Published: 20/11/2013 11:00 - Updated: 19/11/2013 17:44

Danger warning when turbine parts take to Caithness roads

Written byBy GORDON CALDER

Giant blades and tower parts are due to be taken through Caithness next year to a wind farm site at Stroupster.
Giant blades and tower parts are due to be taken through Caithness next year to a wind farm site at Stroupster.

PLANS to transport huge blades and towers around most of Caithness for a wind farm development at Stroupster could cause traffic chaos and be "quite dangerous", it has been claimed.

The equipment is coming into Wick harbour but cannot go directly to the wind farm site near Auckengill because of logistical difficulties. Instead it is planned to take the structures down the A99 to Latheron and up the Causewaymire on the A9 to Thurso.

They will then to go through Castletown and on to John O’Groats before reaching Stroupster, according to Brenda Herrick, who chairs Castletown and District Community Council.

She is concerned about the impact such huge loads would have on the village and the other areas they travel through.

Mrs Herrick claimed the blades, measuring 30 to 40 metres, and the towers, could not go through Wick to Stroupster because of their size and width, and would have to be taken on a circuitous route around the county to get to the site. The harbours at Gills and John O’Groats could not accommodate the loads, she said.

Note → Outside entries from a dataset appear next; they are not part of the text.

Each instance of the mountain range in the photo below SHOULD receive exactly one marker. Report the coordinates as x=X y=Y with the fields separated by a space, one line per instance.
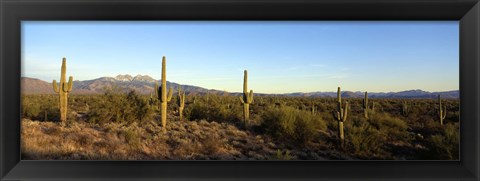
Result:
x=145 y=84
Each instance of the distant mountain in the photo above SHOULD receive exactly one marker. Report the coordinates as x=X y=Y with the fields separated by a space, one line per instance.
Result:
x=142 y=84
x=145 y=84
x=403 y=94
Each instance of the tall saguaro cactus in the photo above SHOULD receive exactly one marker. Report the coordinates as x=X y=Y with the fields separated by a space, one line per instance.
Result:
x=442 y=110
x=181 y=101
x=246 y=99
x=63 y=89
x=161 y=93
x=366 y=107
x=405 y=109
x=341 y=115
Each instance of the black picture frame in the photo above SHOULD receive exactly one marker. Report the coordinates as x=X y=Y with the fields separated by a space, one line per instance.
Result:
x=12 y=12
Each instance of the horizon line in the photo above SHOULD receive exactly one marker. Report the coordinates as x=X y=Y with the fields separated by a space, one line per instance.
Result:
x=318 y=91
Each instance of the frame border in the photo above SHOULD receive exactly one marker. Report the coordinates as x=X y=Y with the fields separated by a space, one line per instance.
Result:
x=12 y=12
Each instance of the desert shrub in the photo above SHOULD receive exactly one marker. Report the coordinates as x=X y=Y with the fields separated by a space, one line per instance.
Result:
x=115 y=106
x=365 y=140
x=445 y=145
x=289 y=124
x=40 y=107
x=222 y=109
x=394 y=127
x=279 y=155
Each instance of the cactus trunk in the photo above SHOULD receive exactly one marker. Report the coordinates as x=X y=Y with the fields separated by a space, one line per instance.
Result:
x=162 y=94
x=442 y=110
x=246 y=114
x=341 y=116
x=246 y=99
x=181 y=102
x=341 y=134
x=63 y=89
x=365 y=106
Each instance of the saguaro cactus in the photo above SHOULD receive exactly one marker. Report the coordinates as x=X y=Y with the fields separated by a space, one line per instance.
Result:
x=63 y=90
x=161 y=93
x=442 y=110
x=181 y=102
x=341 y=115
x=366 y=107
x=314 y=109
x=405 y=109
x=246 y=99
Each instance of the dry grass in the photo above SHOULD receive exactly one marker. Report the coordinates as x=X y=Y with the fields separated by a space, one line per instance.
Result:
x=200 y=140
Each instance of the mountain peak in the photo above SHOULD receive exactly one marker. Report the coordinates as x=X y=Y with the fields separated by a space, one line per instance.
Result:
x=125 y=77
x=144 y=78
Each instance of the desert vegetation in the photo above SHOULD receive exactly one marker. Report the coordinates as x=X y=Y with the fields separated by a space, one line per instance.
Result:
x=121 y=124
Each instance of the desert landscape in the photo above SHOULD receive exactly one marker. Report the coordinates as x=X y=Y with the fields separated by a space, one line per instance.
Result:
x=136 y=118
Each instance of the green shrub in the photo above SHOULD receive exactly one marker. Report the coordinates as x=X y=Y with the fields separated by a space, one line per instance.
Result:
x=115 y=106
x=292 y=125
x=445 y=145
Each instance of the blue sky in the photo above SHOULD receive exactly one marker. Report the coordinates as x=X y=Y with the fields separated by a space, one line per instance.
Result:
x=280 y=56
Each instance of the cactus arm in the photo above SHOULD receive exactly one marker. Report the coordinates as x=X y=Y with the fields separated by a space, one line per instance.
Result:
x=250 y=97
x=70 y=83
x=169 y=96
x=241 y=100
x=339 y=96
x=182 y=100
x=345 y=113
x=444 y=112
x=156 y=90
x=55 y=86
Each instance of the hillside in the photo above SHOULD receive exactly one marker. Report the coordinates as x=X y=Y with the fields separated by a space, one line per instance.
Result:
x=144 y=84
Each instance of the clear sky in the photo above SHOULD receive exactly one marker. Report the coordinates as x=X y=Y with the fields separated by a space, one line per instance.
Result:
x=280 y=56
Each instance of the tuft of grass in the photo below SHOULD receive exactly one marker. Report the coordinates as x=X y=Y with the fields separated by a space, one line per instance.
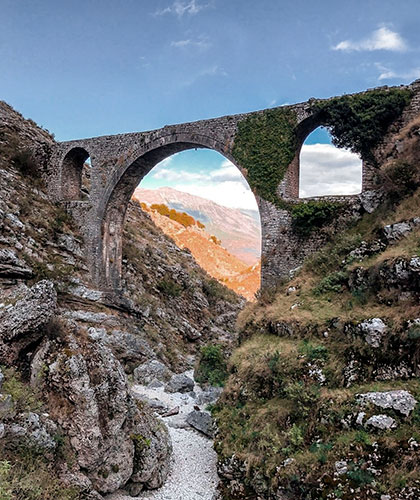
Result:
x=212 y=366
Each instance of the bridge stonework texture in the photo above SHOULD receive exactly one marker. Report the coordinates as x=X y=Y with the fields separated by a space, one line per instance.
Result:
x=119 y=162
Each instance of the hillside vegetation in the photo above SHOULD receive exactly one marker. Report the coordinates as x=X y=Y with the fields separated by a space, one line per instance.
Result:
x=322 y=397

Mrs Herrick, who is a member of the Caithness Windfarm Information Forum, said the loads would create "chaos" at the traffic lights in Thurso near the Tesco supermarket as they headed out towards Castletown.

She said the lights might have to come down to get the vehicles through.

"The road going through Castletown is busy most times of the day. It could cause a problem and be quite dangerous," said Mrs Herrick. She claims it would be better if the loads went through Castletown in the evening. "It would be a nightmare if they were transported during the day," she added.

The Stroupster wind farm is being developed by German company BayWa. Responding to the concern, a UK-based spokeswoman said: "We acquired the project at the end of 2012 from RWE npower renewables.

"Before then, RWE npower had already agreed in principle with Transport Scotland and Highland Council on the longer delivery route for abnormal loads," she said.

The route is understood to have been chosen to avoid the sharp turn along Wick High Street.

The spokeswoman said a construction traffic management plan which incorporated the route had been agreed by the company as part of its planning consent.

However, she stressed alternatives were being considered, although they would be subject to discussion and agreement with the relevant authorities.

"The timing of the delivery phase will be firmed up in the new year but it is not expected to start before April 2014, so we have a few months until the route will be required," she said.

The construction traffic management plan considered the logistics of turbine deliveries, road safety, public access and junction and road upgrades.

It aimed to minimise disturbance to the local road network, she added.

A Transport Scotland spokesman said: "We have yet to receive a haulier application on behalf of the company’s client for this particular movement of wind farm components.

"When an application is received, consultation will commence and Highland Council and other key stakeholders, including Police Scotland, will be given the opportunity to comment on the haulier’s preferred route.

"Highland Council will be responsible for raising safety concerns on local roads at this point before any approval is agreed."

A Police Scotland spokesman said: "As with all abnormal loads which require a police escort, we look to minimise traffic disruption as much as possible.

"While each route can present its own challenges to our officers, the safety of road users is our main consideration when moving these loads and the patience of the travelling public is always appreciated."

The Caithness Courier contacted Highland Council for a comment but no-one was available by the time we went to press yesterday afternoon.

BayWa acquired the Stroupster wind farm through its subsidiary Renerco Renewable Energy Concepts, which took up an option to buy up to 10 onshore wind farms across England, Scotland and Wales from RWE npower renewables.

Stroupster is understood to be the fourth wind farm purchased through the agreement.

Approval was granted for 12 turbines but BayWa wants to add another one. Construction is expected to get under way next year.